Right now, the best integrated graphics on the market is Vega-11, which comes with AMD’s best Ryzen APU’s. If that sounds complicated or you have no clue what these words mean, worry not. Vega-11 is just the name for an integrated graphics solution. Ryzen is a just a name for a series of CPU’s and APU’s. You don’t need to know what they mean, you just need to know that Vega-11 is the latest and greatest in integrated graphics, and compared to a standalone GPU’s performance, Vega-11 isn’t anything to write home about.

This leads back full circle. If Vega-11, the best integrated graphics available, isn’t too amazing (not bad, but not great,) then AMD can’t make high-end APU’s because an amazing CPU wouldn’t pair well with a mediocre GPU. It’s like taking a nice salmon fillet and covering it in ketchup, the fuck you doin’?

This means that when you look for an APU, you’re looking for, at best, a mid-tiered piece of computer hardware. You’re not trying to stream at 4k resolutions, you’re not trying to use video editing software or 3D model a new house for a client, and you’re not trying to build a PC that’s high end. You’re mediocre, and your hardware is mediocre. And that’s usually fine.

Why “Usually”?

I say usually because in a usual market, things are usual. But things are not usual, as I pointed out above. The market is wicked and wily, and standalone GPU’s are priced at premium, usually being marked up 300%-400% of their normal value.
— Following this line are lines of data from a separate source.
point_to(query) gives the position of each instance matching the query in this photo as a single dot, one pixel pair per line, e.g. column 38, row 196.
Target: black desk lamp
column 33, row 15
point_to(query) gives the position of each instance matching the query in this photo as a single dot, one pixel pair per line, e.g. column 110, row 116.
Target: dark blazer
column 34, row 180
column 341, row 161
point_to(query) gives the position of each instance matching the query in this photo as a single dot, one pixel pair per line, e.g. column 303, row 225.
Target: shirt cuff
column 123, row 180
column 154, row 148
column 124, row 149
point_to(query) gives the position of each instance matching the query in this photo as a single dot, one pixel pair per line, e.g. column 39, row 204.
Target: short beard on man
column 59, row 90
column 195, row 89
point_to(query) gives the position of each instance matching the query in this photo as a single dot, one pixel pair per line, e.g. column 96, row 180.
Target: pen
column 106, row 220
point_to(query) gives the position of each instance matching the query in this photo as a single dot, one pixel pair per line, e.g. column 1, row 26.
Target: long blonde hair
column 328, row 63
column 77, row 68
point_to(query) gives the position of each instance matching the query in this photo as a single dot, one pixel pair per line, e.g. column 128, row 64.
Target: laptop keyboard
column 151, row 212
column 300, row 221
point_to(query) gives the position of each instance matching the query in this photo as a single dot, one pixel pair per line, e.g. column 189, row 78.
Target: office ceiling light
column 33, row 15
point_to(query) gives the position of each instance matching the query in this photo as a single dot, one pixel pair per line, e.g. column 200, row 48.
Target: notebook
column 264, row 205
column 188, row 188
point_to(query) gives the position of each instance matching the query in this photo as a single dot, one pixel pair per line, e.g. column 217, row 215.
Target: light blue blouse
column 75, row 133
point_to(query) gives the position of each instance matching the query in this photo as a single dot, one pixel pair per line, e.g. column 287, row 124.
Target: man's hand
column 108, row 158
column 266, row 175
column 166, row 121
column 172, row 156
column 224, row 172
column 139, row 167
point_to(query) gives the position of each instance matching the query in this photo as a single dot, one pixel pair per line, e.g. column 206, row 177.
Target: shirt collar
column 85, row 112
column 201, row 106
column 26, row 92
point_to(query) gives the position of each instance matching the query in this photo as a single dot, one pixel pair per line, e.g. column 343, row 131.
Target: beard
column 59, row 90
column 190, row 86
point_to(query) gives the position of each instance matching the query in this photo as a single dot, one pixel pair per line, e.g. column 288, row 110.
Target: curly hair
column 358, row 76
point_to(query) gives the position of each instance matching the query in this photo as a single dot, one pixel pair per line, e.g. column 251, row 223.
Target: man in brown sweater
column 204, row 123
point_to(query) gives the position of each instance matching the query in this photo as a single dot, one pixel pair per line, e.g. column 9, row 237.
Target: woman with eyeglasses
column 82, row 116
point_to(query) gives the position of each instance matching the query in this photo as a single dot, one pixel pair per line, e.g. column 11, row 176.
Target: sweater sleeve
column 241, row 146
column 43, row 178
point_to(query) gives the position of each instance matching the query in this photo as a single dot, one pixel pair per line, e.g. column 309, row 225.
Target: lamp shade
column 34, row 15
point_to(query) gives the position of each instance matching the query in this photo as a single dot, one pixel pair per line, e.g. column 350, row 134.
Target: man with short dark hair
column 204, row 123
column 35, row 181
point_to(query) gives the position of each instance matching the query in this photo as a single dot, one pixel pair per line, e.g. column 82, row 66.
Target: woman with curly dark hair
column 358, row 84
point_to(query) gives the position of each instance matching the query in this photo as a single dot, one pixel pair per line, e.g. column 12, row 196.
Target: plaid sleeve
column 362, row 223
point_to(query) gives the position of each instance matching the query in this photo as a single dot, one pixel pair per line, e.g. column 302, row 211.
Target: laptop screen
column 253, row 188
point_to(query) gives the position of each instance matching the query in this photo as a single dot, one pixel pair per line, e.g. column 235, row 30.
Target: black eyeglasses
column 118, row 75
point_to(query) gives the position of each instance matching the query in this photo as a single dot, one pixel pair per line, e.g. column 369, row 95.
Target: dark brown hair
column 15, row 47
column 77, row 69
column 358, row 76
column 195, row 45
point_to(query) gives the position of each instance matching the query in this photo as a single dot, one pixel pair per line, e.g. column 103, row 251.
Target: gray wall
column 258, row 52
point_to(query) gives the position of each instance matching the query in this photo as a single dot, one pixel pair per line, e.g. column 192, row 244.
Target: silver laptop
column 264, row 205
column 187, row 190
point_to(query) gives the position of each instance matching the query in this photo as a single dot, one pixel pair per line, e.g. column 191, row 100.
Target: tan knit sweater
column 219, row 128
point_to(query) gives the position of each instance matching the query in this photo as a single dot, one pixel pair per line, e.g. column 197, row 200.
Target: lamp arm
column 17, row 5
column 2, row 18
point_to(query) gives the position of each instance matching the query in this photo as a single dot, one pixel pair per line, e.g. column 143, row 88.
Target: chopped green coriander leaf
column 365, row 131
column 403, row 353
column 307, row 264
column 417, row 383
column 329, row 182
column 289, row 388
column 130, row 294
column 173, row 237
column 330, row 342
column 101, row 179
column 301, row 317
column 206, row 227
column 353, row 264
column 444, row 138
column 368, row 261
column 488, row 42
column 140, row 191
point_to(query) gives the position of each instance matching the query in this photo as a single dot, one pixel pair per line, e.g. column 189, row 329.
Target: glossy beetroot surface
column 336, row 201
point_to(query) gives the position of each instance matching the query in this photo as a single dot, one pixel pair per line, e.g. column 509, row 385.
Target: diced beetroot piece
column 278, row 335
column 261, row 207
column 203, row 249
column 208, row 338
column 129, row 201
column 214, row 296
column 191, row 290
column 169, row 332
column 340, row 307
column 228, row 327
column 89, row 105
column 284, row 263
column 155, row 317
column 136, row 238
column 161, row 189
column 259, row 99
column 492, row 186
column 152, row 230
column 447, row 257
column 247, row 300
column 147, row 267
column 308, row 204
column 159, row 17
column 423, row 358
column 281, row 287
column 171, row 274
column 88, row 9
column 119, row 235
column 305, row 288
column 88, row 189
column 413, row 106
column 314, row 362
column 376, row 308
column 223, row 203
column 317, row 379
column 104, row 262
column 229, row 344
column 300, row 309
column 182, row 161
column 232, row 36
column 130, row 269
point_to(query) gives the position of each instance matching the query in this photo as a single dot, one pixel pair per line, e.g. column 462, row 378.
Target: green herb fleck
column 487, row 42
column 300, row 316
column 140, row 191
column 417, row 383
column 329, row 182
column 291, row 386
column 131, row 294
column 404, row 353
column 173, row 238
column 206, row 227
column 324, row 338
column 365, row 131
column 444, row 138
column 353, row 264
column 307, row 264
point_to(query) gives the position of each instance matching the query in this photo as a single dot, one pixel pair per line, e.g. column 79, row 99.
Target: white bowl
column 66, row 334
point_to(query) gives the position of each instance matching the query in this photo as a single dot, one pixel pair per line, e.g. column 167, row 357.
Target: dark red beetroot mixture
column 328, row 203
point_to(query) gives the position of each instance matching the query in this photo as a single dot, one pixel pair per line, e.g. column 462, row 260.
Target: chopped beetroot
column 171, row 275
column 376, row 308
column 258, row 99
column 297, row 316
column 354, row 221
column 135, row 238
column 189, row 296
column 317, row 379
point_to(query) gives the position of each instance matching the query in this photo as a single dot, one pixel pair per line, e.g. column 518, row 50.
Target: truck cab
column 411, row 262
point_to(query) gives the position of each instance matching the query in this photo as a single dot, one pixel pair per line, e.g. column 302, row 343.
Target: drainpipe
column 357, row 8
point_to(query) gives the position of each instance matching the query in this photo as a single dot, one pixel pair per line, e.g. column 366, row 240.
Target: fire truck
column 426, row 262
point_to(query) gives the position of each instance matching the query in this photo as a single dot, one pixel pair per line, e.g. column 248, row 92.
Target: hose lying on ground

Now, most PC parts are marked up in some fashion because of this, but the CPU / APU really has gotten the softest hit in that regard. So, then, where does that leave an our fellow APU’s? Not Mediocre, but grandiose, hotman.

Let’s take a look at the going price for the Ryzen 5 3400G (a Ryzen APU of decent quality), and compare its price to its equal standalone components that you’d pay for if you were either APU-phobic or looking to buy a pre-built PC.

Image via AMD

Vega-11 graphics, which the 3400G comes with, is roughly equivalent in performance to the GT 1030, which is a standalone graphics card released in 2017 that runs for about $130. The closest equivalent standalone CPU you can get in relation to the 3400G is the Ryzen 5 2600, which runs for about $180 at the time of writing this article. Collectively, we have a price of $310 for two components that give equal (give or take some minute differences here and there) performance to a product that costs $220. That’s just under $100 off a product that’s easier to install, order on its own, and provides nearly identical performance to its given counterparts.

There’s no one explanation for why this price difference exists, but I’d guess with no research whatsoever that the discrepancy between the APU and the CPU / GPU combo comes down to simple demand. Gamers often say that APU’s aren’t great for performance, and so that trickles down to a decreased population willing to buy APU’s for their PC, even in the face of a $100 tax.

The Role of the APU in Today’s Market?

It’s a cheap product that can give entry-level to mid-tiered performance. It’s priced at a discount simply because gamers have a negative stigma towards the term “APU”. It’s an APU, and it’s really that simple.

The role the APU plays today is the same one it played years ago: a cheap and effective CPU / GPU for the all purpose PC. The only difference today is that it comes with a 30% discount to its peers.